🔥 Hono + ⚡️ Supabase Boilerplate

This project is a backend boilerplate built using the Hono framework. Cloudfare Workers are used to host the backend. It includes integration with Supabase and handles user authentication and authorization.

Installation 🚀

After cloning the repository, install the necessary dependencies by running:

bun install

Configuration ✨

Edit the .wrangler.toml file to include the necessary environment variables:

STAGE = "dev" # dev or prod
# Supabase
SUPABASE_URL=
SUPABASE_SERVICE_KEY=
SUPABASE_ANON_KEY=

Structure 🎄

.
├── src
│   ├── controllers
│   │   ├── AuthController.ts
│   │   ├── CountryController.ts
│   ├── middlewares
│   │   ├── authMiddleware.ts
│   ├── db
│   │   ├── supabaseClient.ts
│   ├── routes.ts
│   ├── helpers.ts
├── index.ts
├── wrangler.toml
├── package.json
├── README.md
├── tsconfig.json
├── .gitignore
├── bun.lockb

Usage 🍻

To start the server, run:

bun dev

Deploy the server to Cloudfare Workers by running:

bun run deploy

Authentication 🛡

The boilerplate includes an authentication middleware that checks if the user is authenticated. The middleware is used in the routes.ts file to protect routes that require authentication.
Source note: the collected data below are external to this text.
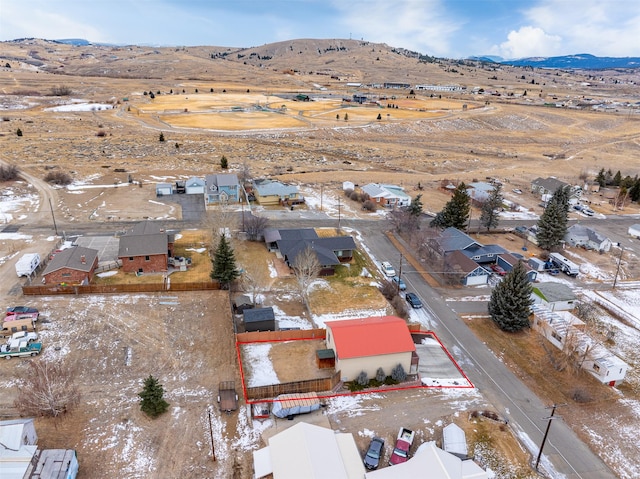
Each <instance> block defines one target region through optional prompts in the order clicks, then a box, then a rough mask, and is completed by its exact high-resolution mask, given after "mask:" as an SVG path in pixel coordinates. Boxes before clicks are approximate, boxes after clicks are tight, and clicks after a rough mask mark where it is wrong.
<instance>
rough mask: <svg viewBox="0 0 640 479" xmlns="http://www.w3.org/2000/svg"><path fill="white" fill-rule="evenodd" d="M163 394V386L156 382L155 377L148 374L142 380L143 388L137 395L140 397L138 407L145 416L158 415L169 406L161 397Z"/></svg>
mask: <svg viewBox="0 0 640 479" xmlns="http://www.w3.org/2000/svg"><path fill="white" fill-rule="evenodd" d="M163 395H164V388H163V387H162V384H160V383H159V382H158V380H157V379H156V378H154V377H153V376H151V375H149V377H148V378H147V379H145V380H144V389H143V390H142V392H140V393H138V396H140V398H141V399H142V400H141V401H140V409H141V410H142V412H143V413H145V414H146V415H147V416H151V417H152V418H156V417H158V416H159V415H160V414H162V413H163V412H165V411H166V410H167V409H168V408H169V403H168V402H167V401H165V400H164V398H163V397H162V396H163Z"/></svg>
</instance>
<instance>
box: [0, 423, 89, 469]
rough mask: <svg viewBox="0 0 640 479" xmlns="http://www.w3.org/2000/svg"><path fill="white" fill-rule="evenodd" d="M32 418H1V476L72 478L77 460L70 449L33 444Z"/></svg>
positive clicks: (0, 454) (34, 428) (76, 462)
mask: <svg viewBox="0 0 640 479" xmlns="http://www.w3.org/2000/svg"><path fill="white" fill-rule="evenodd" d="M37 442H38V435H37V433H36V430H35V427H34V423H33V419H13V420H8V421H0V477H2V479H24V478H38V479H74V478H75V477H76V475H77V473H78V460H77V457H76V454H75V451H73V450H59V449H45V450H40V449H38V446H37V445H36V444H37Z"/></svg>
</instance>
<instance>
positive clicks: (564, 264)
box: [549, 253, 580, 276]
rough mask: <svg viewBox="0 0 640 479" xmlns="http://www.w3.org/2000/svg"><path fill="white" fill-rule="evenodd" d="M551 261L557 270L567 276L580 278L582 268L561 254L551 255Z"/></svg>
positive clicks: (549, 258)
mask: <svg viewBox="0 0 640 479" xmlns="http://www.w3.org/2000/svg"><path fill="white" fill-rule="evenodd" d="M549 261H551V262H552V263H553V265H554V266H555V267H556V268H558V269H559V270H560V271H562V272H564V273H565V274H566V275H567V276H578V273H579V272H580V268H579V267H578V265H577V264H575V263H574V262H572V261H569V260H568V259H567V258H565V257H564V256H562V255H561V254H560V253H550V254H549Z"/></svg>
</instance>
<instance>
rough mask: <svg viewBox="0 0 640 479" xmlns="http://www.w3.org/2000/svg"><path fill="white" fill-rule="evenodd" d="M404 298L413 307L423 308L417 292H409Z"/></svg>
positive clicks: (415, 307) (407, 293) (416, 308)
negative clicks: (418, 296)
mask: <svg viewBox="0 0 640 479" xmlns="http://www.w3.org/2000/svg"><path fill="white" fill-rule="evenodd" d="M404 298H405V299H406V300H407V303H409V304H410V305H411V307H412V308H414V309H418V308H422V301H420V298H419V297H418V295H417V294H416V293H407V294H405V296H404Z"/></svg>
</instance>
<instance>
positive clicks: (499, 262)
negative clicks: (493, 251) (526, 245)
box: [496, 253, 538, 283]
mask: <svg viewBox="0 0 640 479" xmlns="http://www.w3.org/2000/svg"><path fill="white" fill-rule="evenodd" d="M518 262H522V264H523V265H524V269H525V271H526V272H527V279H528V280H529V281H530V282H531V283H533V282H534V281H535V280H536V279H537V278H538V272H537V271H536V270H534V269H533V268H532V267H531V266H530V265H529V263H527V262H526V261H524V260H523V259H521V258H517V257H515V256H514V255H512V254H511V253H503V254H501V255H499V256H498V259H497V261H496V264H497V265H498V266H500V267H501V268H502V269H504V270H505V271H506V272H507V273H508V272H509V271H511V270H512V269H513V267H514V266H515V265H516V264H518Z"/></svg>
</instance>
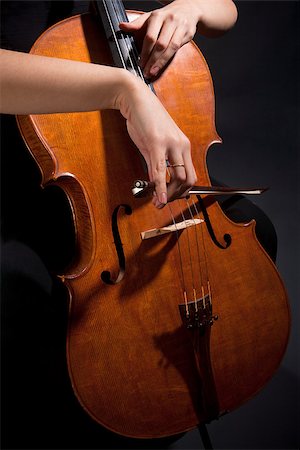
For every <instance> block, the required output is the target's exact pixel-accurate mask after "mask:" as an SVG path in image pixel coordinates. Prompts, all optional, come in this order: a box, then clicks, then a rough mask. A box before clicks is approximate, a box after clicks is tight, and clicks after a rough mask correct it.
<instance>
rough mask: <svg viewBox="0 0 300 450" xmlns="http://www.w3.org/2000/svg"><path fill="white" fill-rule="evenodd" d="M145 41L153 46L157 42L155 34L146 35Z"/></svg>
mask: <svg viewBox="0 0 300 450" xmlns="http://www.w3.org/2000/svg"><path fill="white" fill-rule="evenodd" d="M145 41H146V43H147V44H148V45H149V44H150V45H153V44H155V42H156V39H155V36H154V35H153V34H150V33H149V34H146V36H145Z"/></svg>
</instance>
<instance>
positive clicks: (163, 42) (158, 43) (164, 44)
mask: <svg viewBox="0 0 300 450" xmlns="http://www.w3.org/2000/svg"><path fill="white" fill-rule="evenodd" d="M155 46H156V49H157V50H165V49H166V48H167V44H166V43H165V42H164V41H162V40H159V39H158V41H157V42H156V45H155Z"/></svg>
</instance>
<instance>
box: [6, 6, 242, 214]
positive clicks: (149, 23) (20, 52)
mask: <svg viewBox="0 0 300 450" xmlns="http://www.w3.org/2000/svg"><path fill="white" fill-rule="evenodd" d="M164 3H168V4H167V5H166V6H165V7H163V8H160V9H158V10H155V11H152V12H149V13H145V14H143V15H142V16H141V17H140V18H138V19H136V20H135V21H133V22H131V23H130V24H128V23H121V24H120V28H122V29H123V30H124V31H126V32H131V33H133V34H139V35H140V36H142V42H143V44H142V50H141V66H142V68H143V70H144V74H145V76H147V77H148V78H151V77H152V76H157V75H159V72H160V71H161V70H162V69H163V67H164V66H165V65H166V64H167V63H168V62H169V61H170V60H171V59H172V57H173V56H174V54H175V53H176V51H177V50H178V49H179V48H180V47H181V46H182V45H184V44H185V43H187V42H189V41H190V40H191V39H192V38H193V36H194V34H195V33H196V31H197V30H198V31H199V32H200V33H202V34H205V35H207V36H217V35H219V34H222V33H224V32H225V31H227V30H228V29H229V28H231V27H232V26H233V25H234V23H235V21H236V18H237V13H236V8H235V6H234V4H233V2H232V1H231V0H174V1H173V2H171V3H170V2H164ZM0 59H1V72H0V83H1V102H0V112H2V113H6V114H47V113H58V112H78V111H94V110H101V109H118V110H119V111H120V112H121V114H122V115H123V117H124V118H125V119H126V123H127V129H128V133H129V135H130V137H131V139H132V140H133V142H134V143H135V145H136V146H137V147H138V149H139V151H140V152H141V154H142V155H143V156H144V158H145V160H146V163H147V166H148V174H149V179H150V181H153V182H154V183H155V195H154V198H153V203H154V205H155V206H156V207H157V208H162V207H163V206H164V205H165V204H166V203H167V202H168V201H172V200H174V199H176V198H180V197H183V196H185V195H186V194H187V192H188V190H189V189H190V187H191V186H193V185H194V184H195V183H196V181H197V180H196V174H195V169H194V166H193V162H192V159H191V148H190V142H189V140H188V138H187V137H186V136H185V135H184V134H183V133H182V131H181V130H180V129H179V128H178V126H177V125H176V124H175V122H174V121H173V119H172V118H171V117H170V115H169V114H168V113H167V111H166V110H165V108H164V107H163V106H162V104H161V103H160V102H159V100H158V99H157V97H156V96H155V95H154V94H153V93H152V92H151V91H150V90H149V89H148V88H147V87H146V85H145V84H144V83H143V82H142V81H141V80H139V79H138V78H137V77H135V76H134V75H131V74H130V73H129V72H127V71H125V70H124V69H119V68H115V67H106V66H100V65H95V64H87V63H82V62H76V61H69V60H63V59H58V58H48V57H43V56H37V55H31V54H25V53H21V52H15V51H8V50H1V51H0ZM149 111H151V114H149ZM166 160H169V162H170V163H171V164H184V167H176V168H173V169H171V180H170V182H169V183H168V186H167V184H166Z"/></svg>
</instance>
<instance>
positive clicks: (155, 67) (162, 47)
mask: <svg viewBox="0 0 300 450" xmlns="http://www.w3.org/2000/svg"><path fill="white" fill-rule="evenodd" d="M170 31H171V30H170ZM184 44H185V40H184V31H183V30H181V29H175V31H174V33H173V35H171V36H169V35H168V34H167V33H166V35H163V36H159V38H158V41H157V43H156V45H155V47H154V49H153V51H152V54H151V57H150V58H149V61H148V63H147V66H146V68H145V70H146V71H148V72H149V75H150V76H152V77H155V76H157V74H158V73H159V72H160V71H161V70H162V69H163V68H164V67H165V66H166V65H167V64H168V62H169V61H170V60H171V59H172V58H173V56H174V55H175V53H176V52H177V51H178V50H179V49H180V48H181V47H182V45H184Z"/></svg>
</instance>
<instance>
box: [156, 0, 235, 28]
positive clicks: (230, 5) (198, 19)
mask: <svg viewBox="0 0 300 450" xmlns="http://www.w3.org/2000/svg"><path fill="white" fill-rule="evenodd" d="M173 1H174V3H178V4H179V3H184V4H186V3H187V2H190V3H191V6H193V7H195V6H196V8H197V10H198V14H199V15H198V26H197V31H198V32H199V33H201V34H203V35H204V36H208V37H216V36H220V35H222V34H223V33H225V32H226V31H227V30H229V29H230V28H232V27H233V26H234V24H235V22H236V20H237V15H238V13H237V9H236V6H235V4H234V2H233V1H232V0H159V2H160V3H162V4H163V5H167V4H169V3H172V2H173Z"/></svg>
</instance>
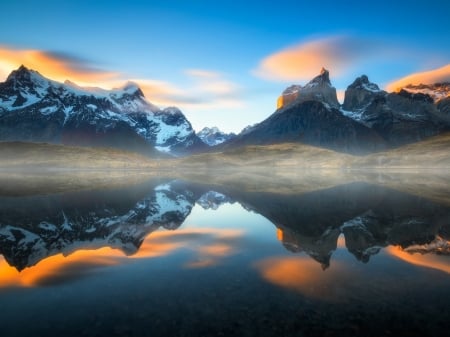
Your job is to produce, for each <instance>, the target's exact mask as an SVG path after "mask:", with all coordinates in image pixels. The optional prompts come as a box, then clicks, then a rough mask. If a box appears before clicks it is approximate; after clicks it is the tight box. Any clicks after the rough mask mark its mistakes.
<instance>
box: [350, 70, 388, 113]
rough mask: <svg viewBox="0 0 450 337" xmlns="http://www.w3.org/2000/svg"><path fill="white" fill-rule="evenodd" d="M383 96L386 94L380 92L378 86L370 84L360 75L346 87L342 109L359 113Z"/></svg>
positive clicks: (366, 79)
mask: <svg viewBox="0 0 450 337" xmlns="http://www.w3.org/2000/svg"><path fill="white" fill-rule="evenodd" d="M385 95H386V92H384V91H382V90H380V88H379V87H378V85H376V84H375V83H372V82H370V81H369V78H368V77H367V76H366V75H362V76H361V77H358V78H357V79H356V80H355V81H354V82H353V83H352V84H350V85H349V86H348V87H347V90H346V91H345V98H344V104H343V105H342V108H343V109H344V110H347V111H360V110H363V109H365V108H367V106H368V105H369V104H371V103H372V101H374V100H375V99H376V98H378V97H384V96H385Z"/></svg>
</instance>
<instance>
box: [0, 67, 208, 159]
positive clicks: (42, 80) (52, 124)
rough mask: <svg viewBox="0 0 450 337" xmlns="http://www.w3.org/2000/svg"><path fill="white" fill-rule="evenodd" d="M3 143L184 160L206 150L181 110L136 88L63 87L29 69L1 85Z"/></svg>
mask: <svg viewBox="0 0 450 337" xmlns="http://www.w3.org/2000/svg"><path fill="white" fill-rule="evenodd" d="M0 140H4V141H6V140H8V141H12V140H21V141H40V142H51V143H62V144H71V145H86V146H97V145H99V146H110V147H118V148H122V149H126V150H132V151H137V152H141V153H145V154H150V153H153V152H155V149H156V150H158V151H160V152H167V153H170V154H175V155H177V154H184V153H189V152H192V151H195V150H196V149H201V148H203V147H204V144H203V143H202V142H201V141H200V139H199V138H198V137H197V136H196V134H195V132H194V130H193V129H192V126H191V124H190V123H189V121H188V120H187V119H186V117H185V116H184V115H183V113H182V112H181V111H180V110H179V109H177V108H173V107H172V108H166V109H163V110H161V109H159V108H158V107H156V106H155V105H153V104H151V103H150V102H148V101H147V100H146V99H145V97H144V94H143V93H142V91H141V89H140V88H139V87H138V86H137V85H136V84H134V83H127V84H125V85H124V86H123V87H122V88H118V89H113V90H103V89H100V88H81V87H79V86H77V85H75V84H74V83H71V82H69V81H66V82H65V83H64V84H63V83H58V82H55V81H52V80H49V79H47V78H45V77H43V76H42V75H41V74H39V73H38V72H36V71H33V70H29V69H27V68H26V67H24V66H21V67H20V68H19V69H17V70H15V71H13V72H12V73H11V74H10V75H9V76H8V78H7V79H6V81H5V82H3V83H0Z"/></svg>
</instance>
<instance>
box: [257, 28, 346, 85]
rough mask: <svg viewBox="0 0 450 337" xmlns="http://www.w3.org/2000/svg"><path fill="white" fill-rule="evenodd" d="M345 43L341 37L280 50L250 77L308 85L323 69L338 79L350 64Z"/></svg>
mask: <svg viewBox="0 0 450 337" xmlns="http://www.w3.org/2000/svg"><path fill="white" fill-rule="evenodd" d="M346 42H347V39H346V38H345V37H341V36H338V37H330V38H324V39H318V40H313V41H308V42H305V43H302V44H299V45H296V46H293V47H289V48H286V49H283V50H281V51H278V52H276V53H274V54H272V55H269V56H268V57H266V58H264V59H263V60H262V61H261V62H260V64H259V66H258V68H257V69H256V70H255V71H254V74H255V75H256V76H258V77H261V78H264V79H267V80H278V81H295V80H297V81H298V80H302V81H308V80H310V79H311V78H313V77H314V76H316V75H317V74H318V73H319V70H320V69H321V68H322V67H325V68H328V69H332V71H333V74H334V75H339V74H340V73H342V72H343V71H344V70H345V69H346V68H347V67H348V66H349V65H350V63H351V62H352V58H351V57H349V55H348V52H347V51H346V50H345V48H347V47H348V43H346Z"/></svg>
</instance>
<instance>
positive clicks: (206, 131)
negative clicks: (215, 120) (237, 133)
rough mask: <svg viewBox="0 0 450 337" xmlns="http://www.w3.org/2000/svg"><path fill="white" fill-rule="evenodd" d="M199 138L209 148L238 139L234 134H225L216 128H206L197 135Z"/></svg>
mask: <svg viewBox="0 0 450 337" xmlns="http://www.w3.org/2000/svg"><path fill="white" fill-rule="evenodd" d="M197 136H198V137H199V138H200V139H201V140H202V141H203V143H205V144H206V145H209V146H215V145H218V144H222V143H223V142H226V141H227V140H230V139H232V138H234V137H236V135H235V134H234V133H225V132H223V131H220V130H219V128H217V127H216V126H214V127H212V128H208V127H204V128H203V129H202V130H201V131H200V132H199V133H197Z"/></svg>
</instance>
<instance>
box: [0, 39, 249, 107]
mask: <svg viewBox="0 0 450 337" xmlns="http://www.w3.org/2000/svg"><path fill="white" fill-rule="evenodd" d="M21 64H23V65H25V66H26V67H28V68H31V69H33V70H37V71H39V72H40V73H41V74H42V75H44V76H46V77H48V78H51V79H53V80H55V81H59V82H63V81H65V80H67V79H68V80H70V81H72V82H75V83H76V84H78V85H80V86H95V87H101V88H105V89H111V88H116V87H120V86H121V85H122V84H123V83H124V82H127V81H133V82H136V83H137V84H138V85H139V86H140V87H141V89H142V91H143V92H144V95H145V96H146V98H147V99H148V100H149V101H151V102H152V103H153V104H156V105H159V106H179V107H180V108H191V109H200V110H208V109H212V108H214V107H217V106H221V107H224V108H235V107H240V106H242V105H243V101H242V100H241V99H240V97H239V96H240V95H239V94H240V92H241V89H240V87H239V85H237V84H236V83H234V82H232V81H230V80H228V79H227V77H226V75H225V74H222V73H219V72H215V71H210V70H204V69H186V70H185V71H183V72H182V73H181V74H180V82H179V83H176V84H175V83H171V82H168V81H164V80H159V79H150V78H133V77H132V76H128V75H127V74H125V73H123V72H118V71H107V70H104V69H102V68H100V67H98V65H96V64H95V62H92V61H91V60H88V59H85V58H83V57H81V56H79V55H74V54H70V53H65V52H59V51H41V50H32V49H13V48H8V47H5V46H3V47H1V46H0V77H1V78H3V79H4V78H6V77H7V75H8V74H9V73H10V72H11V71H12V70H14V69H17V68H18V67H19V66H20V65H21ZM182 82H184V83H186V85H184V86H182V85H181V84H180V83H182Z"/></svg>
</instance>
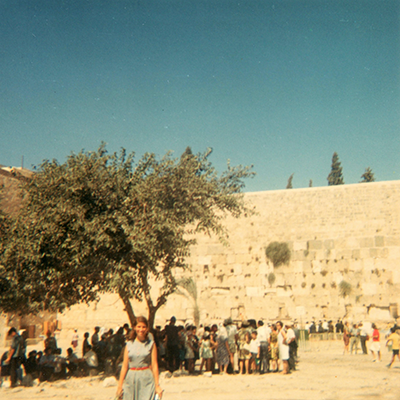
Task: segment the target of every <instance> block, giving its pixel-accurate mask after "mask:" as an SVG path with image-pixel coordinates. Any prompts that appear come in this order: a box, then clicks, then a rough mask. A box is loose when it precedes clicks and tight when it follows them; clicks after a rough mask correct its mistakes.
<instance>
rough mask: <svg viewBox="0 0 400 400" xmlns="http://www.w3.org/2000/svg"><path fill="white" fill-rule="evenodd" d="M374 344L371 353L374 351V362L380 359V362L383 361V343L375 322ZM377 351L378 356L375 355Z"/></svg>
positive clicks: (372, 326)
mask: <svg viewBox="0 0 400 400" xmlns="http://www.w3.org/2000/svg"><path fill="white" fill-rule="evenodd" d="M372 329H373V332H372V344H371V347H370V350H371V353H372V357H374V359H373V360H372V362H375V361H376V360H378V361H379V362H381V343H380V339H381V337H380V334H379V331H378V328H377V327H376V325H375V324H372ZM375 353H376V355H377V356H378V358H376V357H375Z"/></svg>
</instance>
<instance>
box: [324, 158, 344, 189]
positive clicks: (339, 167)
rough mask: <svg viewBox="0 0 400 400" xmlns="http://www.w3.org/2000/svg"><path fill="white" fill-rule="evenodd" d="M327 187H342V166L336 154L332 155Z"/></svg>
mask: <svg viewBox="0 0 400 400" xmlns="http://www.w3.org/2000/svg"><path fill="white" fill-rule="evenodd" d="M327 179H328V186H333V185H344V179H343V174H342V166H341V164H340V161H339V156H338V155H337V153H336V152H335V153H333V156H332V166H331V172H330V173H329V175H328V178H327Z"/></svg>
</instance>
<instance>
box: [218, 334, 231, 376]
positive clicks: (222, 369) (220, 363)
mask: <svg viewBox="0 0 400 400" xmlns="http://www.w3.org/2000/svg"><path fill="white" fill-rule="evenodd" d="M227 336H228V335H227V332H226V329H225V328H224V327H220V329H219V332H218V336H217V350H216V351H215V355H216V358H217V364H218V367H219V373H220V374H221V375H222V374H226V373H227V369H228V365H229V360H230V349H229V344H228V337H227Z"/></svg>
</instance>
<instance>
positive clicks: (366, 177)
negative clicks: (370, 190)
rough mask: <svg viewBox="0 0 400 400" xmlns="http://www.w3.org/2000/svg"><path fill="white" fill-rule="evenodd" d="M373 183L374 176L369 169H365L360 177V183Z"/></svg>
mask: <svg viewBox="0 0 400 400" xmlns="http://www.w3.org/2000/svg"><path fill="white" fill-rule="evenodd" d="M367 182H375V175H374V173H373V172H372V169H371V168H370V167H367V168H365V172H364V173H363V174H362V175H361V181H360V183H367Z"/></svg>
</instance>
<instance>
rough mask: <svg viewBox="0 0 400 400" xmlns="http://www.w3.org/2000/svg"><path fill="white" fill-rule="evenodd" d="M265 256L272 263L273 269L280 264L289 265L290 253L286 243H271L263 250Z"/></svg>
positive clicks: (290, 254) (277, 242)
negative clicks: (264, 253) (263, 250)
mask: <svg viewBox="0 0 400 400" xmlns="http://www.w3.org/2000/svg"><path fill="white" fill-rule="evenodd" d="M265 255H266V256H267V258H268V259H269V260H270V261H272V264H274V267H275V268H278V267H279V266H281V265H282V264H286V265H287V264H289V261H290V257H291V253H290V249H289V246H288V244H287V243H285V242H272V243H270V244H269V245H268V246H267V248H266V249H265Z"/></svg>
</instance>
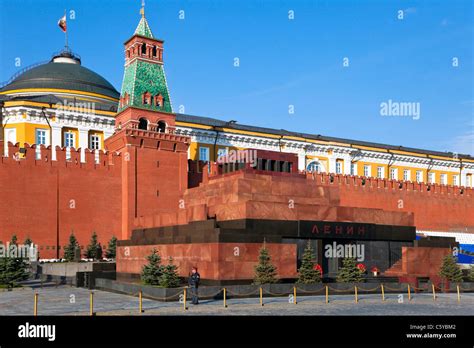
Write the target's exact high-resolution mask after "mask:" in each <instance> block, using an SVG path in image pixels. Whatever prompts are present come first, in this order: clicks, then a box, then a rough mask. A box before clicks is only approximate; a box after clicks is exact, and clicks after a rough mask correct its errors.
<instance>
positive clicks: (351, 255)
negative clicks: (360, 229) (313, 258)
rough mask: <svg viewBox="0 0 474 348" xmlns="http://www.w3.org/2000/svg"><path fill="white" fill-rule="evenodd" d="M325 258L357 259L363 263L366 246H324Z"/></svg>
mask: <svg viewBox="0 0 474 348" xmlns="http://www.w3.org/2000/svg"><path fill="white" fill-rule="evenodd" d="M324 256H325V257H326V258H328V259H331V258H355V259H356V260H357V261H359V262H362V261H364V260H365V245H364V244H339V243H336V242H333V243H332V244H326V245H325V246H324Z"/></svg>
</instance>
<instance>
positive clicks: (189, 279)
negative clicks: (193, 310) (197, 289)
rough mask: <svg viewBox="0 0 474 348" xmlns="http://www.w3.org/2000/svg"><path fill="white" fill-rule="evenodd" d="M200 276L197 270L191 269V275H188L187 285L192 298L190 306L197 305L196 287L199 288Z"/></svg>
mask: <svg viewBox="0 0 474 348" xmlns="http://www.w3.org/2000/svg"><path fill="white" fill-rule="evenodd" d="M200 279H201V276H200V275H199V273H198V271H197V268H196V267H193V269H192V270H191V273H190V274H189V279H188V284H189V287H190V288H191V296H192V301H191V302H192V304H199V299H198V290H197V289H198V287H199V280H200Z"/></svg>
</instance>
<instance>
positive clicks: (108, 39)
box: [0, 0, 474, 155]
mask: <svg viewBox="0 0 474 348" xmlns="http://www.w3.org/2000/svg"><path fill="white" fill-rule="evenodd" d="M140 6H141V2H140V0H135V1H133V0H127V1H124V0H103V1H86V0H76V1H74V0H71V1H41V0H36V1H34V0H29V1H24V0H0V33H1V36H0V81H3V80H8V79H9V78H10V76H11V75H12V74H14V73H15V72H16V71H17V70H19V69H21V68H18V67H15V59H16V58H18V57H19V58H21V63H22V68H23V67H26V66H28V65H30V64H33V63H36V62H39V61H44V60H48V59H49V58H50V57H51V54H52V53H53V52H55V51H58V50H60V49H61V48H62V46H63V45H64V35H63V33H62V32H61V31H60V30H59V28H58V27H57V21H58V19H59V18H60V17H61V16H62V15H63V12H64V9H65V8H67V9H68V10H74V11H75V15H76V19H75V20H71V19H68V28H69V40H70V46H71V48H72V49H73V51H75V52H77V53H79V54H80V55H81V57H82V61H83V65H84V66H86V67H88V68H90V69H92V70H94V71H96V72H98V73H99V74H101V75H103V76H104V77H105V78H107V79H108V80H109V81H110V82H111V83H112V84H113V85H114V86H115V87H116V88H117V89H118V90H120V85H121V81H122V74H123V62H124V56H123V42H124V41H125V40H126V39H128V38H129V37H130V36H131V35H132V33H133V31H134V30H135V28H136V25H137V24H138V21H139V19H140V15H139V9H140ZM180 10H183V11H184V14H185V19H184V20H182V19H180V18H179V11H180ZM290 10H293V11H294V19H293V20H290V19H289V18H288V14H289V11H290ZM400 10H402V11H403V19H398V16H399V12H398V11H400ZM146 17H147V19H148V21H149V24H150V26H151V28H152V31H153V33H154V35H155V36H157V37H159V38H161V39H163V40H165V54H164V60H165V69H166V74H167V80H168V85H169V88H170V93H171V98H172V102H173V106H174V108H175V110H176V109H177V107H178V106H179V105H183V106H184V107H185V112H186V113H188V114H192V115H200V116H208V117H215V118H220V119H223V120H231V119H233V120H237V121H238V122H239V123H242V124H251V125H257V126H263V127H272V128H277V129H287V130H292V131H301V132H307V133H313V134H323V135H328V136H336V137H343V138H349V139H357V140H366V141H373V142H381V143H386V144H392V145H403V146H410V147H418V148H425V149H431V150H440V151H455V152H459V153H469V154H471V155H474V147H473V146H474V145H473V144H474V112H473V109H474V95H473V94H474V74H473V60H474V59H473V46H474V34H473V33H474V18H473V17H474V15H473V2H472V1H471V0H446V1H436V0H429V1H428V0H425V1H395V0H387V1H382V0H371V1H364V0H351V1H349V0H347V1H342V0H340V1H339V0H331V1H330V0H318V1H316V0H313V1H303V0H296V1H295V0H293V1H277V0H265V1H261V0H259V1H257V0H240V1H237V0H215V1H211V0H207V1H204V0H180V1H171V0H168V1H167V0H147V1H146ZM236 57H237V58H239V60H240V66H239V67H235V66H234V58H236ZM454 57H456V58H457V59H458V62H459V64H458V66H457V67H453V58H454ZM344 58H348V59H349V66H346V67H344V66H343V60H344ZM388 100H392V101H394V102H410V103H420V104H419V105H420V117H419V119H414V117H406V116H405V117H388V116H385V117H384V116H381V114H380V104H381V103H382V102H387V101H388ZM289 105H293V106H294V113H293V114H291V113H289Z"/></svg>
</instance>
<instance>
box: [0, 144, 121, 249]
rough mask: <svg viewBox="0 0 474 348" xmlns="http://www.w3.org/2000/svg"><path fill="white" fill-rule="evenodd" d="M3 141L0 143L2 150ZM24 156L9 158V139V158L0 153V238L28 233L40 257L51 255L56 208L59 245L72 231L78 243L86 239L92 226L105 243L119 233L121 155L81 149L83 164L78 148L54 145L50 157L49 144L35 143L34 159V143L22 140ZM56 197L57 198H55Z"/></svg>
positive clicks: (104, 245)
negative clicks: (25, 151) (32, 241)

import { authMiddleware } from './middlewares/authMiddleware';

router.get('/countries', authMiddleware, CountryController.index);

Token Extraction: The middleware extracts the accessToken and refreshToken from the request cookies.

Token Verification:

• If the accessToken is expired but the refreshToken is valid, it requests a new accessToken using the refreshToken.
• If both tokens are missing, it responds with an error.
• If the accessToken is present, it verifies the token using Supabase's authentication service.

Supabase Client Usage ⚡️

The project uses two Supabase clients: supabaseAnon and supabaseService. These clients are created in the getSupabaseClient function in src/db/supabaseClient.ts.

supabaseAnon

The supabaseAnon client is used for operations that do not require elevated privileges. It is created using the anonymous key (SUPABASE_ANON_KEY) and is configured to not automatically refresh tokens, persist sessions, or detect sessions in URLs.

Example usage:

import { getSupabaseClient } from "./src/db/supabaseClient";

const getCountries = async (c: Context) => {
  const { supabaseAnon } = getSupabaseClient(c);
  let { data: countries, error } = await supabaseAnon.from("countries").select("*");

  if (error) {
    return c.json({ error: error.message }, 400);
  }

  return c.json(countries, 200);
};

supabaseService

The supabaseService client is used for operations that require elevated privileges, such as authentication and user management. It is created using the service key (SUPABASE_SERVICE_KEY).

Example usage:

import { getSupabaseClient } from "./src/db/supabaseClient";

const login = async (c: Context) => {
  const { supabaseService } = getSupabaseClient(c);
  const { email, password } = await c.req.json<{ email: string; password: string }>();

  const { data, error } = await supabaseService.auth.signInWithPassword({
    email,
    password,
  });

  if (error) {
    return c.json({ error: error.message }, 400);
  }

  const accessToken = data.session?.access_token;
  const refreshToken = data.session?.refresh_token;

  if (!accessToken || !refreshToken) {
    return c.json({ error: "Token creation failed" }, 500);
  }

  setAuthCookies(c, accessToken, refreshToken);

  return c.json({ message: "Login successful", accessToken, refreshToken }, 200);
};

License

This project is licensed under the MIT License - see the LICENSE file for details.